Diarmuid Connolly's tug-of-war proves costly for Dublin

Given the theme of second opportunities that emerged on a gripping afternoon, one can only imagine what Diarmuid Connolly would do if he had his time again.

Specifically, would Dublin’s gifted forward have been so keen to overrule Ciaran Kilkenny and take the last gasp sideline kick that he blasted wide, allowing Mayo to regain possession and score the equalising point? Surely not, particularly with just seconds left.

Connolly and Kilkenny had a lengthy exchange before Connolly, who scored the insurance point against Kerry, took on the responsibility and winced as his sideline kick flew wide.

In hindsight, Kilkenny’s apparent argument that he should take the kick short and attempt to simply hold onto possession looked a lot more sensible.

“Maybe they both wanted to kick it,” suggested Dublin manager Jim Gavin. “I’ve seen him (Connolly) kick them in training. So I have no issue with that. He’s well able to kick them over the bar from that distance and angle.”

Even if Connolly had deferred to Kilkenny’s advice, and Dublin had successfully ran down the clock, they may not have deserved it.

“I’m just delighted to still be in the Championship,” admitted Gavin.

“After that performance, we didn’t really deserve to win today and we’re just happy to be leaving the ground with the opportunity to win it again in two weeks.

“It (the performance) was not to the standards that we would go after. We were also playing a really good Mayo team, as we saw.

“We knew there was only going to be the bounce of a ball, which there was. But our guys showed great mental resolve to hang in there and push on again. We pushed on, went three points up in the last 10 minutes but Mayo are a really good side.

“I think over the full expanse of the game, over the full 70 minutes, we didn’t...we just didn’t perform to our standards. We didn’t deserve to win.”

Taking out the own-goals and converted frees, Dublin scored just six points from open play. Gavin agreed with the suggestion that this was never going to be enough to win an All-Ireland final though they scored just eight points from play in last year’s final and still beat Kerry.

“That certainly isn’t good enough to win an All-Ireland title, getting that much from play and some of our shot selection could’ve been better,” continued Gavin. “Execution on a wet day you might say is a factor but I wouldn’t lean on that too heavily.

“To come away, to be still in the competition after hitting six from play, you’re happy, getting the luck. We had the luck today and hopefully we’ll have it again in two weeks’ time.”

Gavin rejected the suggestion that Dublin’s slow start and lack of cut and thrust was down to the weight of expectation on their shoulders as they chased back-to-back titles.

“No, the players are very accustomed to that performance bubble,” said the 2013 and 2015 All-Ireland winning manager. “What’s said outside the group (doesn’t matter). We’re just meeting a very good side in Mayo, a top class side and there is only going to be that bounce of a ball between us. The players know there’s no guarantees in sport, none, and that’s why we all love sport.

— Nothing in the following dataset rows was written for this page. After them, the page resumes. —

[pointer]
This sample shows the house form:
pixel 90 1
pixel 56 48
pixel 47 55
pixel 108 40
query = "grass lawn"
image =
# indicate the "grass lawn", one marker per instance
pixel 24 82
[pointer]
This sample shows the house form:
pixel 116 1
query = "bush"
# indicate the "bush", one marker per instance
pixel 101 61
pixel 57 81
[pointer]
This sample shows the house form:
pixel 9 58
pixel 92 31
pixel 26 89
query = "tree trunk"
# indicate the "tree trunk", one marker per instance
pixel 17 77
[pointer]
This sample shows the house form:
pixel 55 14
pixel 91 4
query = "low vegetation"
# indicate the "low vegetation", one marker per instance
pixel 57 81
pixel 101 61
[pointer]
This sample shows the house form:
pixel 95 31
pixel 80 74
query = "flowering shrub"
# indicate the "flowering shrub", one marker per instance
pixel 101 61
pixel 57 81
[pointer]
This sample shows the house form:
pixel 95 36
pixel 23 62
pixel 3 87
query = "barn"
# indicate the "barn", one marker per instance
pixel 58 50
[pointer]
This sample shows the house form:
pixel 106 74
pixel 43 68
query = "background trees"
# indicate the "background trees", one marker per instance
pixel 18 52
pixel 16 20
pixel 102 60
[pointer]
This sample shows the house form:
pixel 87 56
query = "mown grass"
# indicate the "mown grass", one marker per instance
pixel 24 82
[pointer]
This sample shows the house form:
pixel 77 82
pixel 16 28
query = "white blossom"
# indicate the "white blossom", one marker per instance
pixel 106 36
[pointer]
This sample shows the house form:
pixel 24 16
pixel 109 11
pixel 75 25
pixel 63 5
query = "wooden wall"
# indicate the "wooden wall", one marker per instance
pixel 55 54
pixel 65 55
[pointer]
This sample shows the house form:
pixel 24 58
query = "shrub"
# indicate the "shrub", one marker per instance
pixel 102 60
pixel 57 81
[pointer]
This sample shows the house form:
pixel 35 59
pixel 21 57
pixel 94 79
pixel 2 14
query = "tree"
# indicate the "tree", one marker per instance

“When two teams go head to head we don’t know whose going to win and we don’t know whose going to win the next day, that’s the great thing. The team that turns up and performs will deserve the title.”

Bernard Brogan was held scoreless and taken off, the fifth time in six Championship games he has been removed from play. He is among a group of Dublin players with work to do to hold onto their place for the replay.

Gavin kicked to touch on that line of questioning.

“I think when you look back on the games that we’ve had in the last couple of seasons, there is only a point or two in it when we play any Division 1 side,” he said. “It’s very rare that we get a run on teams and one thing about this Dublin team is they’re very adapatable, very flexible and the players understand that it’s a squad game so whatever 15 players we select to start the next game, or to finish the game, the players are quite adaptable in that regard.”

Gavin was disappointed with referee Conor Lane’s performance and suggested that if James McCarthy deserved a black card, then others did too.

“I suppose when you look back at why the black card was brought in, it was for cynical play, for blocks, pull downs or trips,” said Gavin. “I don’t think it (McCarthy’s situation) fits into that category. But from the referee’s performance, we’re just looking for that consistency. That certainly wasn’t out there today.”

Gavin said he had no great problem with a replay taking place, as opposed to extra-time simply being played.

“I’m just happy to be in the competition whether that was an opportunity to play another 15 minutes aside or turn up here again for a replay,” he said.